“A Prussian Deserter, a Yankee Peddler, and a Vanishing Heiress: The Immigrant Drama Captivating Maine Newspapers in 1876”
What's on the Front Page
The Oxford Democrat's November 21, 1876 front page is dominated by a serialized romantic narrative titled "Yankee Wit vs. German Pride," a sweeping story of star-crossed love set in Philadelphia. The tale follows Frederick Schauber, a Prussian deserter who fled the Franco-Prussian War with nothing but twelve cents' worth of bread, and his improbable rise from baker's apprentice to wealthy magnate. Central to the drama is Schauber's refusal to accept his refined daughter Katherine's affection for Rufus, a Yankee peddler-turned-window-blind manufacturer. When Katherine mysteriously disappears—possibly sent to Germany by her iron-willed father—Rufus is left desperately searching Philadelphia's streets, boarding every ship to Bremen, knocking on every door in the German quarter.

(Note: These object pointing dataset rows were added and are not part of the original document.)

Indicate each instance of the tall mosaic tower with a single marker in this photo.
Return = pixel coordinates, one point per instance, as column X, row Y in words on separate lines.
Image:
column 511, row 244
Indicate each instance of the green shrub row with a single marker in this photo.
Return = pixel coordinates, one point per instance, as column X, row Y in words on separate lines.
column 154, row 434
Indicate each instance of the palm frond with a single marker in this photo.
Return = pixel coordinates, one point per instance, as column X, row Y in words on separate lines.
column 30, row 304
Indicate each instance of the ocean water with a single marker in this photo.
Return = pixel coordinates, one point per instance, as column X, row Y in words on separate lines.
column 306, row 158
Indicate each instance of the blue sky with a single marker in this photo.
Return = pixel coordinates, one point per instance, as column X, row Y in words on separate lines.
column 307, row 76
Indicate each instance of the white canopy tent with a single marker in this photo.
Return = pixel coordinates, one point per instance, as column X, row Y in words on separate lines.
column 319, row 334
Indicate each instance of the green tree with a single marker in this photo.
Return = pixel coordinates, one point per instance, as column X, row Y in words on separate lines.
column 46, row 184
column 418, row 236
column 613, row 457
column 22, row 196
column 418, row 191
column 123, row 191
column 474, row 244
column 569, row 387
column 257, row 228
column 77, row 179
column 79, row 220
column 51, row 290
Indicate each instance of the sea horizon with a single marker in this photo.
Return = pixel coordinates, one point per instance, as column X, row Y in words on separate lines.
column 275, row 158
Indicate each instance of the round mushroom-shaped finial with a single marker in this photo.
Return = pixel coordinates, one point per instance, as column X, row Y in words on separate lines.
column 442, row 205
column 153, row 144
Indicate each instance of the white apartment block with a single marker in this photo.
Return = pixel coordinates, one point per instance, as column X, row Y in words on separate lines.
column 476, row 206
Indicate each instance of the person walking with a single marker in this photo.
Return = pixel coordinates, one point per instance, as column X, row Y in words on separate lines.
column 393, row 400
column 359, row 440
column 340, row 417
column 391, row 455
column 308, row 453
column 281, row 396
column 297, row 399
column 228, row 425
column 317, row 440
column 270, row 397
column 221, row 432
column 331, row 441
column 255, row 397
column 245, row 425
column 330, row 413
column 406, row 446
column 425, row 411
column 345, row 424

The narrative explores themes of immigrant ambition, class anxiety, and the collision between Old World authoritarianism and New World democratic courtship. Interwoven throughout are advertisements for local services: dentists, physicians, lawyers, and G. H. Watkins's own printing services, reflecting Paris, Maine's modest but established professional community.
Why It Matters
In 1876—the nation's centennial year—this serialized story captures the anxieties of rapid American immigration and industrial change. Schauber's rise from deserter to magnate mirrors the genuine success stories of German immigrants flooding American cities, yet the narrative also voices Anglo-Saxon resentment of their wealth and cultural insularity. Rufus the Yankee peddler represents the entrepreneurial Protestant North, while Schauber embodies the wealthy Catholic/Lutheran immigrant who clings to Old World hierarchy and patriarchal control. The story's tension between Katherine's autonomy (she "absolutely disappears" rather than obey) and her father's will reflects real debates about women's roles, immigrant families, and American individualism unfolding in the 1870s, just as the country was rebuilding after the Civil War and integrating millions of newcomers.
Hidden Gems
- Subscription rates: The Oxford Democrat charged $1.50 per year in advance—roughly $38 today, yet affordable enough for working families, reflecting the paper's role as a genuinely mass medium in small-town Maine.
- The window-blind subplot: Rufus makes his fortune selling 'a kind of inside window-blind, a sort of fore-runner of the outside blind of our modern day'—evidence that Venetian blinds and roller shades were still novel enough innovations in the 1870s to drive entire businesses.
- Katherine's disappearance is described with haunting precision: 'Not a year leaves the wharf for Bremen or Leipzig that Rufus does not board, seeking a glimpse of the one figure in all his thoughts'—suggesting transatlantic ship traffic from Philadelphia was frequent enough that checking manifest lists was a plausible if desperate strategy.
- The poem 'Song' on the front page ('To die that 'tis here, / Is that sigh's all it's—') appears without attribution, hinting at the common practice of reprinting verse from other sources without consistent copyright attribution.
- Papa Schauber's fortune is quantified as 'half a million'—an astronomical sum in 1876 (roughly $12 million today), emphasizing how successfully some German immigrants had accumulated wealth despite anti-immigrant sentiment.
Fun Facts
- Frederick Schauber's story begins with him bribing his way through Prussian lines in 1870-71 with bread—a detail grounded in the Franco-Prussian War that had ended just five years before this newspaper was printed, when memories of German militarism would have been raw and fresh in American consciousness.
- Rufus comes from Massachusetts and is explicitly called an 'enterprising young manufacturer'—he represents the Yankee industrial North, while Schauber represents the immigrant working class; the serialized story is essentially a morality play about whether American capitalism rewards ingenuity regardless of origin or rewards established wealth and gentility.
- The narrative mentions Katherine's schooling at 'the Middle Fordington school'—reflecting an era when even prosperous immigrant families in Philadelphia sent daughters to formal education, a marker of aspiring middle-class status that would have been scandalous to previous generations.
- Schauber's revolver and military service are mentioned—a detail that underscores how many 1870s German immigrants were military-age men fleeing Prussian conscription, making them simultaneously ambitious entrepreneurs and men with combat experience.
- The story's themes of class endogamy (wealthy foreigners resisting marriage to talented but poor natives) foreshadow debates about immigration restriction that would dominate American politics in the 1880s-1920s, culminating in the 1924 National Origins Act.